Clients not connecting to relay during relay selection

Working with some people on an issue that they are having with relay selection as some systems just do not seem to connect to their proper relay.

We are using relay affiliation which has been working quite well for the majority of systems, but there is a subset that just does not want to connect. I do not believe that it is an issue on the relay as other systems are connecting, so it has to be either something local on the systems, or something between the relay and the client.

I have asked them to try using ping to ping the short and FQDN both ways and this seems to be working fine. The firewall on the system is disabled and the network group has stated that they are seeing the traffic.

From what I can tell in the client logs, it seems to be selecting the right relay from the relays.dat, but just fails to connect and then goes to the failover server.

There is an open PMR on this which has been open for a while and do not seem to be getting anywhere, so thought I would ask the forum :smile:

Thanks

Martin

1 Like

Investigating the last few systems that don’t want to cooperate with relay selection is never easy. Your assessment is most likely correct, but here’s the best way to try and pin it down, most of which it sounds like you’ve done:

  • Enable debug logging to 10000
  • Deploy a Force Automatic Relay Selection task
  • Gather Client Diagnostics with the Relay Selector test (if the number of relays is 250 or less)
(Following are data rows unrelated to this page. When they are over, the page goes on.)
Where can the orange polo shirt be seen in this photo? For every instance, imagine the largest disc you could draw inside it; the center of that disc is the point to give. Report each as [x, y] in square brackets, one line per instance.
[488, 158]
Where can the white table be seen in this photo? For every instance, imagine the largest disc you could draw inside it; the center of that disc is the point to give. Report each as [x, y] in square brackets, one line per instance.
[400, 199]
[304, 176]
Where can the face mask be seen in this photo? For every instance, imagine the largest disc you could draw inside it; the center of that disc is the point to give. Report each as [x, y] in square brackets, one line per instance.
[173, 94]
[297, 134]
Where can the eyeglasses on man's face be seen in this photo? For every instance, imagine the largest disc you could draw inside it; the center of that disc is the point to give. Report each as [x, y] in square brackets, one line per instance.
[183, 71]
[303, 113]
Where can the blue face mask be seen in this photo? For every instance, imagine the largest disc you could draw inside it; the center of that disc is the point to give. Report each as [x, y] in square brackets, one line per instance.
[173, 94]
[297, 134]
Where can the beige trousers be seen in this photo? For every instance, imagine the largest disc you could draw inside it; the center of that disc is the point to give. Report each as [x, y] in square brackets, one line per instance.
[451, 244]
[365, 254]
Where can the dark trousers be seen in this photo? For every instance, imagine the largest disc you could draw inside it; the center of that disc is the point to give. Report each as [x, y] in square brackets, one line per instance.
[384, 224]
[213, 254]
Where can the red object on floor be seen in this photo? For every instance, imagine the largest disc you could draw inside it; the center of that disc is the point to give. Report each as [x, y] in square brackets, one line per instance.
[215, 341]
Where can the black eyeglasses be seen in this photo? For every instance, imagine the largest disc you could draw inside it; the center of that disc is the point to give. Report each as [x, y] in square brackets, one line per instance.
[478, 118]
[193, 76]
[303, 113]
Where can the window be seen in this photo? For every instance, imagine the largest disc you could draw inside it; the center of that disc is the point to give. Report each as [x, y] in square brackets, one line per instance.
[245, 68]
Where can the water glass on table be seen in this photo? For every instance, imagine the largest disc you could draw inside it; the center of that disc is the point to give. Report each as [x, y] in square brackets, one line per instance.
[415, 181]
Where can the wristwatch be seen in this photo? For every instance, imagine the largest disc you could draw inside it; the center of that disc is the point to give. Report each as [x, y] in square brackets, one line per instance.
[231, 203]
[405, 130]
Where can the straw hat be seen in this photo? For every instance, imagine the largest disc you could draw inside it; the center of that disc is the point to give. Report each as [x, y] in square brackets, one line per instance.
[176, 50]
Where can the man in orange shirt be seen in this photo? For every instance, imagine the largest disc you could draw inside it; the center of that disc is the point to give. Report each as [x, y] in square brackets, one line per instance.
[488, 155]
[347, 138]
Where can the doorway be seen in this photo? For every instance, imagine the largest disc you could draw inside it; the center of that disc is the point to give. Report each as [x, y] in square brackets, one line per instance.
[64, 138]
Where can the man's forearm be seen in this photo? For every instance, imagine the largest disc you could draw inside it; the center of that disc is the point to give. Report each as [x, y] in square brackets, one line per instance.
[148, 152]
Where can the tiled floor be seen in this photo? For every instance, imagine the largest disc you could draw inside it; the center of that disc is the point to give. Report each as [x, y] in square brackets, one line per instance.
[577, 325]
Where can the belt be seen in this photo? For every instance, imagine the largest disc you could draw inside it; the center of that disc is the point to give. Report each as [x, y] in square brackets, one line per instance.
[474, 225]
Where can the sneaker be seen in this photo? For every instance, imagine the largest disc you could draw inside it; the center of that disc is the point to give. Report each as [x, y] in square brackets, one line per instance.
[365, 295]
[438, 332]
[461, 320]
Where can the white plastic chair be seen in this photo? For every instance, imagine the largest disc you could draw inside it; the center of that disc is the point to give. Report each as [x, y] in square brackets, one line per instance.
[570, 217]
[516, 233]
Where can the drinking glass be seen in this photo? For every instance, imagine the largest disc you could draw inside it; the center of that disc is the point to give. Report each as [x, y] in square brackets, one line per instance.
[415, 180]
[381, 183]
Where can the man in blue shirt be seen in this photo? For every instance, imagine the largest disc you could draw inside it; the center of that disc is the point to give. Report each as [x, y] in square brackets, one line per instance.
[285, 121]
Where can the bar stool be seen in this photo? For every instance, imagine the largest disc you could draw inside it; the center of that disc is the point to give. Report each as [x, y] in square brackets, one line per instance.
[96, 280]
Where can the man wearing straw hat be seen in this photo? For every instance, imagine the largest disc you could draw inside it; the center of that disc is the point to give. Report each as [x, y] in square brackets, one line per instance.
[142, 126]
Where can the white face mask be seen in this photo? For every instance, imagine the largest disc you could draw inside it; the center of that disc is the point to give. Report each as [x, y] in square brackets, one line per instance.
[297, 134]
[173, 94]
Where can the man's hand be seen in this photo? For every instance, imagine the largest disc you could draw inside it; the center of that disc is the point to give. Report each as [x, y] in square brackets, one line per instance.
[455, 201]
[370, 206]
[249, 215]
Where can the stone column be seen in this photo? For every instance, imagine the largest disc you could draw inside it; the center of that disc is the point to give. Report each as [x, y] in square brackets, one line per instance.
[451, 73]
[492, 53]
The debug log will show you how relay selection appears to the client (who is it sending pings to, is it getting response, etc). The diagnostics will show you whether relays can be reached by ICMP and/or TCP from the Windows perspective. These should align, but if not, it would suggest a bug in the agent code.

Assuming they do align and the pings are not getting a response, the next step would be to look at the network layer which would usually require a wireshark capture on the client and the relay to confirm whether the network requests are actually making it out to the network and being received by the relay system. I would expect you will find the packets are being lost here (e.g. you can see them leaving the client, and maybe on some intermediate routers, but not getting to the relay), which means there is some issue within the network infrastructure between the two systems or in the NIC/network driver layer of the relay system.

How many clients are connected to the relays in total that the other clients are not getting connected to like they should?

It could be that the maximum clients per relay threshold is being hit for that relay, which would be why they are getting bounced.

It may also be possible that the maximum number of open / half-open TCP connections limit is being hit for the OS of the relay itself. This may need to be adjusted.